We don't know if the drive is bad yet.

This is what CystalMark Info looks like. And yea, I have lost 6% of my new drive since December 26, 2018. I am keeping a watch on it. In a couple of months, I will get a new one and do a clean install next time.

I remember the thread you posted and talking to you about health generally being meaningless. If you're that worried about it, why don't you contact Crucial and send them the usage statistics and SMART data? They may warranty it out for you. I still say there's nothing wrong with your MX500. Check the SMART attributes and see if anything looks funny.

The Crystal Disk health percentage number is seriously meaningless.

ToolBox.jpg

As you can see, the percentage value given is estimated. How ADATA, Crucial or any other manufacturer report health is pretty much unknown and they probably use different formulas, so Crystal Disk is definitely not going to be more accurate than competing reporting software.
 
Last edited:

AlienMenace

Well-Known Member
We don't know if the drive is bad yet.



I remember the thread you posted and talking to you about health generally being meaningless. If you're that worried about it, why don't you contact Crucial and send them the usage statistics and SMART data? They may warranty it out for you. I still say there's nothing wrong with your MX500. Check the SMART attributes and see if anything looks funny.

The Crystal Disk health percentage number is seriously meaningless.

View attachment 9475

As you can see, the percentage value given is estimated. How ADATA, Crucial or any other manufacturer report health is pretty much unknown and they probably use different formulas, so Crystal Disk is definitely not going to be more accurate than competing reporting software.

FINE! I'LL KEEP MY MOUTH SHUT FOR NOW ON. I WON'T HELP OUT ANY MORE. ALL I WAS DOING IS MAKING A SUGGESTION.
 

OmniDyne

Active Member
FINE! I'LL KEEP MY MOUTH SHUT FOR NOW ON. I WON'T HELP OUT ANY MORE. ALL I WAS DOING IS MAKING A SUGGESTION.

You give out awesome suggestions consistently and are a huge help. I'm just stating there's no reason for either of you to replace hardware that isn't broken.
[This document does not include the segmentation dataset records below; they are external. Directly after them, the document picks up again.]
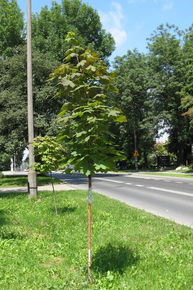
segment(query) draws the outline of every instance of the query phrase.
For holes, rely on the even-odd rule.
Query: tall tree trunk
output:
[[[144,151],[144,168],[147,168],[148,167],[147,157],[146,152]]]
[[[11,158],[11,174],[13,174],[13,158]]]
[[[177,166],[184,165],[184,142],[182,142],[178,144],[177,149]]]
[[[136,136],[136,127],[135,127],[135,121],[134,121],[134,137],[135,143],[135,152],[137,151],[137,137]],[[138,172],[138,158],[135,156],[135,172]]]
[[[92,284],[91,275],[91,203],[93,198],[91,175],[88,175],[88,274],[89,285]]]
[[[32,72],[31,49],[31,0],[27,0],[27,119],[28,121],[29,166],[28,174],[29,198],[37,196],[37,177],[35,170],[30,167],[34,162],[34,149],[31,142],[34,138],[33,108],[32,91]]]
[[[57,211],[57,207],[56,206],[56,202],[55,200],[55,191],[54,191],[54,184],[53,184],[53,182],[52,180],[52,172],[50,171],[50,175],[51,176],[51,182],[52,182],[52,188],[53,189],[53,194],[54,194],[54,205],[55,206],[55,213],[56,214],[58,214],[58,212]]]

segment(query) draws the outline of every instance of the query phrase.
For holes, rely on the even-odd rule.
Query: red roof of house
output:
[[[164,143],[163,143],[163,142],[157,142],[155,144],[154,144],[154,146],[157,146],[158,145],[162,145],[162,146],[163,146],[164,145]]]

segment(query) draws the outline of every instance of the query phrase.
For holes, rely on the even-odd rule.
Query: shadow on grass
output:
[[[10,188],[9,191],[4,191],[0,190],[0,197],[3,198],[6,197],[7,198],[14,198],[16,197],[20,196],[24,196],[24,195],[28,195],[28,193],[26,191],[26,190],[24,190],[24,191],[21,190],[20,191],[11,191]]]
[[[54,213],[55,213],[55,207],[50,207],[50,210]],[[57,207],[57,210],[58,214],[61,215],[68,213],[73,213],[76,209],[76,207],[70,207],[63,206],[62,207]]]
[[[0,210],[0,225],[3,225],[8,223],[8,220],[7,218],[8,214],[3,210]]]
[[[109,270],[121,274],[125,268],[135,265],[139,257],[139,255],[126,246],[115,246],[109,244],[99,248],[93,256],[92,266],[103,273]]]
[[[25,234],[2,229],[0,231],[0,238],[2,240],[23,240],[26,236]]]

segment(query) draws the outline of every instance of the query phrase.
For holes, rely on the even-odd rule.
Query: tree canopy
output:
[[[24,43],[23,17],[17,0],[0,0],[0,58],[9,55],[12,48]]]
[[[93,50],[106,62],[115,49],[110,33],[102,28],[97,11],[81,0],[62,0],[52,2],[49,10],[43,7],[32,15],[33,45],[36,49],[49,52],[61,61],[69,48],[65,41],[69,31],[75,33],[80,45]]]

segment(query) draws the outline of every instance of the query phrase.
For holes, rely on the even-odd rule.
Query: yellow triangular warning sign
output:
[[[138,151],[137,150],[135,150],[135,153],[133,154],[133,156],[134,157],[137,157],[138,156],[139,156],[139,154],[138,153]]]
I know you're worried about the MX500, but I wouldn't be. We don't know if the OP's SSD is bad yet, we need to see the what the manufacturer software says about the drive before recommending anything.
 

AlienMenace

Well-Known Member
You give out awesome suggestions consistently and are a huge help. I'm just stating there's no reason for either of you to replace hardware that isn't broken. I know you're worried about the MX500, but I wouldn't be. We don't know if the OP's SSD is bad yet, we need to see what the manufacturer software says about the drive before recommending anything.
But doing the Crystal Disk Info and post the results, maybe someone in here can see what is going on maybe.
 

Darren

Moderator
Staff member
Honestly I'd only really trust the manufacturer software for SSD's as a single wrong flag somewhere can trigger software to report it as bad even if it's really not. CrystalDisk is good for speed testing but any type of measurement of SSD life will just be a calculation and prone to error by nature and should be taken with a grain of salt. A firmware flash might also fix problems too and should be tried before concluding the drive is kill.

Always verify the hardware is indeed dying before you replace it. It very well may be. A Dell laptop I had for a customer was listed and came with supposedly a 250GB SSD but device manager and the firmware list it as 500GB so they definitely aren't using the highest quality drives. I suspect that one had bad nodes on it and was set to have 250GB, as this was what disk management reported. If it's indeed bad hit up Dell for warranty if you're still covered, and if not then the SSD manufacturer might cover it too. As I said, SSD's rarely die but it's possible, just want to make sure first.